The Black Crow
Songs: Ohia
“The Lioness”, 2000
Pizzica il palmo, poi è caldo. Un rivolo di sangue scivola verso il braccio. Ora è il bruciore a dominare insieme al freddo. Il corpo è un laboratorio aperto. Sbalzi di temperature, gonfiori, ferite aperte come squarci nel terreno, piaghe e ghiandole che pulsano. Il corpo è una pozzanghera che fermenta, è fango in movimento. Il corpo è il fratello banale della mente. Si cruccia presto, non ammette riflessioni. È un corvo con un’ala spezzata, è un pezzo di carne che si dimena. È il bagliore che ora balbetta. Jason Molina ha le mani sporche di terra, inforca una vanga per estirpare alcune erbe tossiche.

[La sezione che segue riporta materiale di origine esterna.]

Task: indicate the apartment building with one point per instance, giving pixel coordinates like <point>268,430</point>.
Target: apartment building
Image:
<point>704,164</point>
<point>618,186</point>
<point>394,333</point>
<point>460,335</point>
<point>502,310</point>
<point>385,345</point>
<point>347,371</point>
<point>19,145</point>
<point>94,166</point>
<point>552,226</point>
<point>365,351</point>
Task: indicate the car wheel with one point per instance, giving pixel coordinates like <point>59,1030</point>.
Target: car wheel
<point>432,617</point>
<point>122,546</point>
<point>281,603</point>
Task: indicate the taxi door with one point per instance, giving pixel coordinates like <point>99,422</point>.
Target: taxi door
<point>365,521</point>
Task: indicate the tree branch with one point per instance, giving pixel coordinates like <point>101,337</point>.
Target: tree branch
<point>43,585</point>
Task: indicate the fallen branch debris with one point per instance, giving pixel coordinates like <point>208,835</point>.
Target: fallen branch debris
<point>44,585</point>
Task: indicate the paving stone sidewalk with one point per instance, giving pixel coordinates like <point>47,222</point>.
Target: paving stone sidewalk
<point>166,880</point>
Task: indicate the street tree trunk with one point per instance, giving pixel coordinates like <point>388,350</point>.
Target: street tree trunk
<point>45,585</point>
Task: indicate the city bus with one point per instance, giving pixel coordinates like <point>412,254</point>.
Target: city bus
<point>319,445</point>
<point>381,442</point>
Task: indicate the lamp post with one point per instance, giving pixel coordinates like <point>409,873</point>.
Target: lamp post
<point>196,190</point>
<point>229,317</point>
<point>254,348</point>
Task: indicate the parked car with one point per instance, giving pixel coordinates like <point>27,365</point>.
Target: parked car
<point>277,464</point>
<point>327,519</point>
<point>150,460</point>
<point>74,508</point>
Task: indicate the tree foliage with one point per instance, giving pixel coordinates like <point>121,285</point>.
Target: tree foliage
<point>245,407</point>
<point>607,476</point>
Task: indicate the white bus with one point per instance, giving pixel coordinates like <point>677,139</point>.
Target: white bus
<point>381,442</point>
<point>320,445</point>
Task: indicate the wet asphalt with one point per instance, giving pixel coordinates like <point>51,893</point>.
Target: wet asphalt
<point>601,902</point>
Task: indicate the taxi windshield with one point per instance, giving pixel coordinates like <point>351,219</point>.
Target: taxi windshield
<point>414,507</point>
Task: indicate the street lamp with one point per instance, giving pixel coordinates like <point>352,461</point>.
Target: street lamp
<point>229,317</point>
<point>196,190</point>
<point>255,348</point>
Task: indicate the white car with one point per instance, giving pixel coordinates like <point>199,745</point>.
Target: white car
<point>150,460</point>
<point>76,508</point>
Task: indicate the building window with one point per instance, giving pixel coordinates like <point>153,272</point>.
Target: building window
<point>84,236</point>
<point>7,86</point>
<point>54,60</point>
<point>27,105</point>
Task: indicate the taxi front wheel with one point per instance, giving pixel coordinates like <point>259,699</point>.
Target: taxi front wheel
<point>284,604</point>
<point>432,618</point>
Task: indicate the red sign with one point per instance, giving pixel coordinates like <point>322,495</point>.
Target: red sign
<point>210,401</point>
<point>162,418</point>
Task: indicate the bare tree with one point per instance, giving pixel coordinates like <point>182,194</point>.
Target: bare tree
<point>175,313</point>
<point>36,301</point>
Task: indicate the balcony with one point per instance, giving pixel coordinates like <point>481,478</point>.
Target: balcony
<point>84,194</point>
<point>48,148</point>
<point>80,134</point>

Per farlo si apre una ferita sulla mano. Torna in casa e tampona il tutto con un fazzoletto. Prende la chitarra e inizia a suonare, ma la mano gli fa troppo male. Quindi tiene il canto, urlato sopra una melodia che non c’è ma che trattiene in testa. “Eravamo fulmini, ora mi sto indebolendo”. Un corvo picchia sulla sua finestra, ha un’ala spezzata, sembra sanguinare. Una bottiglia di whisky capovolta, un uomo capovolto. La sconfitta arriva sempre annunciata dal corpo, mai dalla mente.